Developer(s) | Jeffrey Fulmer, et al |
---|---|
Stable release | 3.0.9
|
Repository | github |
Available in | English |
Type | Load testing |
License | GPLv3[1] or later |
Website | joedog |
Siege is a Hypertext Transfer Protocol (HTTP) and HTTPS load testing and web server benchmarking utility developed by Jeffrey Fulmer. It was designed to let web developers measure the performance of their code under stress, to see how it will stand up to load on the internet.
It is licensed under the GNU General Public License (GNU GPL) open-source software license, which means it is free to use, modify, and distribute.[2]
Siege can stress a single URL or it can read many URLs into memory and stress them simultaneously. It supports basic authentication, cookies, HTTP, HTTPS and FTP protocols.[3]

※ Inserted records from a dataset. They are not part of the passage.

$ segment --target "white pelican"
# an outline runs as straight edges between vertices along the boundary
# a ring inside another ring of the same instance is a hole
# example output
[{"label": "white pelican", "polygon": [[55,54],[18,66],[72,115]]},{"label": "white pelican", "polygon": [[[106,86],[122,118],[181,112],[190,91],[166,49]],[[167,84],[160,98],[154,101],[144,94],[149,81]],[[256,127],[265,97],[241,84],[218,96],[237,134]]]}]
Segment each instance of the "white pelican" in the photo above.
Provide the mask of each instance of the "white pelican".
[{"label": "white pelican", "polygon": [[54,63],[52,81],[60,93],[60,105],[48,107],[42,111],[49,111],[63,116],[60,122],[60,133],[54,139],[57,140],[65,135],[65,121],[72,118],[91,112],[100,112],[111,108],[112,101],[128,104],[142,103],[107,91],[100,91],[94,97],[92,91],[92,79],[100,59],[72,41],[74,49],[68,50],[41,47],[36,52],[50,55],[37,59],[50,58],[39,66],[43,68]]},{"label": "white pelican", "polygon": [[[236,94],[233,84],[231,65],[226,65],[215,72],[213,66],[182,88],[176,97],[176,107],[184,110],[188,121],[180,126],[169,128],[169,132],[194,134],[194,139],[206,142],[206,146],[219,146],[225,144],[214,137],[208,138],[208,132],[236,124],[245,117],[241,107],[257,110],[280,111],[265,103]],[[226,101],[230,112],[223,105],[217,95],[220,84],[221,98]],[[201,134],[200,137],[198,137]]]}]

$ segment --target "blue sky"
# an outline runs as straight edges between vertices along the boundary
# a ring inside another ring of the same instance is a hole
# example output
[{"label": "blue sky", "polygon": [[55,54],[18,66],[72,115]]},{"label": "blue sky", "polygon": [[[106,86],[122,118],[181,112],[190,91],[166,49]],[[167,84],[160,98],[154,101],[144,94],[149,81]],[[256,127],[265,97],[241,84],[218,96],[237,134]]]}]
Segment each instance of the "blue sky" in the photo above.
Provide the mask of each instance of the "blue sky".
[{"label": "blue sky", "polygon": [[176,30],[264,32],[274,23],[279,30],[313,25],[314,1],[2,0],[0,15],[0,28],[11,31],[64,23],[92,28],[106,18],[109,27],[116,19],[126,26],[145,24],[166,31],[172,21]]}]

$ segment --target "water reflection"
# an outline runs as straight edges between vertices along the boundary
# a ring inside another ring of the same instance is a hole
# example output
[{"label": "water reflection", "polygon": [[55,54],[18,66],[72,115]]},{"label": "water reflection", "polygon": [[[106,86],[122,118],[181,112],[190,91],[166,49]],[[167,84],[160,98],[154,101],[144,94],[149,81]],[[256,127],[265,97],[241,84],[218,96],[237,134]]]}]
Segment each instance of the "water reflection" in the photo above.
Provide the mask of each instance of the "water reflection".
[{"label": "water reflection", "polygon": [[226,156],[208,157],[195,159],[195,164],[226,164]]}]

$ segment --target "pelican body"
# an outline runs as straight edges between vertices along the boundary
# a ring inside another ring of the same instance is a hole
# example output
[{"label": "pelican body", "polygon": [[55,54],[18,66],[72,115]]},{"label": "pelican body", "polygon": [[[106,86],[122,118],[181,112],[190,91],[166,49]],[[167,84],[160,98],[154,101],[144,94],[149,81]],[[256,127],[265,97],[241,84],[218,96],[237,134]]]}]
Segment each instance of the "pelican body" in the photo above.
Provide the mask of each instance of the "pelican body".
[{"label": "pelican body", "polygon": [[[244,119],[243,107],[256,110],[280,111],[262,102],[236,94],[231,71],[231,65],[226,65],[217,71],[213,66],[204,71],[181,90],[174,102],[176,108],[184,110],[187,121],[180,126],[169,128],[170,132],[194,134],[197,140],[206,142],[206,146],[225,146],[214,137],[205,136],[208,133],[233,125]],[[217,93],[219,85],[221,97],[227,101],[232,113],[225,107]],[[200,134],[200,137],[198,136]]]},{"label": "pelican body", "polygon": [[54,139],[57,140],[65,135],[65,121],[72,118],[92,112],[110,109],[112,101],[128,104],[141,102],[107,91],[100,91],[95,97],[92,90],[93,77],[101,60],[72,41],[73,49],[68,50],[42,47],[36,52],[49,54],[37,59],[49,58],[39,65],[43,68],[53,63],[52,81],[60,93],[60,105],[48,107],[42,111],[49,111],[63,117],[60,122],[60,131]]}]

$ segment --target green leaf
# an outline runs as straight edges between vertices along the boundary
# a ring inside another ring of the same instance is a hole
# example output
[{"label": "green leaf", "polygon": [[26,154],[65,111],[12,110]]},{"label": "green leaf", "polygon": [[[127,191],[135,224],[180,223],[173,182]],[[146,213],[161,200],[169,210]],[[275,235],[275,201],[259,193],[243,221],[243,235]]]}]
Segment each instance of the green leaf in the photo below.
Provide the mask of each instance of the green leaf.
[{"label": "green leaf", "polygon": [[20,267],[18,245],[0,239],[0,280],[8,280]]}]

Performance measures include elapsed time of the test, the amount of data transferred (including headers), the response time of the server, its transaction rate, its throughput, its concurrency and the number of times it returned OK. These measures are quantified and reported at the end of each run.[4]
This is a sample of siege output:
Ben: $ siege -u shemp.whoohoo.com/Admin.jsp -d1 -r10 -c25 ..Siege 2.65 2006/05/11 23:42:16 ..Preparing 25 concurrent users for battle. The server is now under siege...done Transactions: 250 hits Elapsed time: 14.67 secs Data transferred: 448,000 bytes Response time: 0.43 secs Transaction rate: 17.04 trans/sec Throughput: 30538.51 bytes/sec Concurrency: 7.38 Status code 200: 250 Successful transactions: 250 Failed transactions: 0
Siege has essentially three modes of operation: regression, internet simulation and brute force. It can read a large number of URLs from a configuration file and run through them incrementally (regression) or randomly (internet simulation). Or the user may simply pound a single URL with a runtime configuration at the command line (brute force).[4]
Siege was written on Linux and has been successfully ported to AIX, BSD, HP-UX, and Solaris. It compiles on most UNIX System V variants and on most newer BSD systems.[4]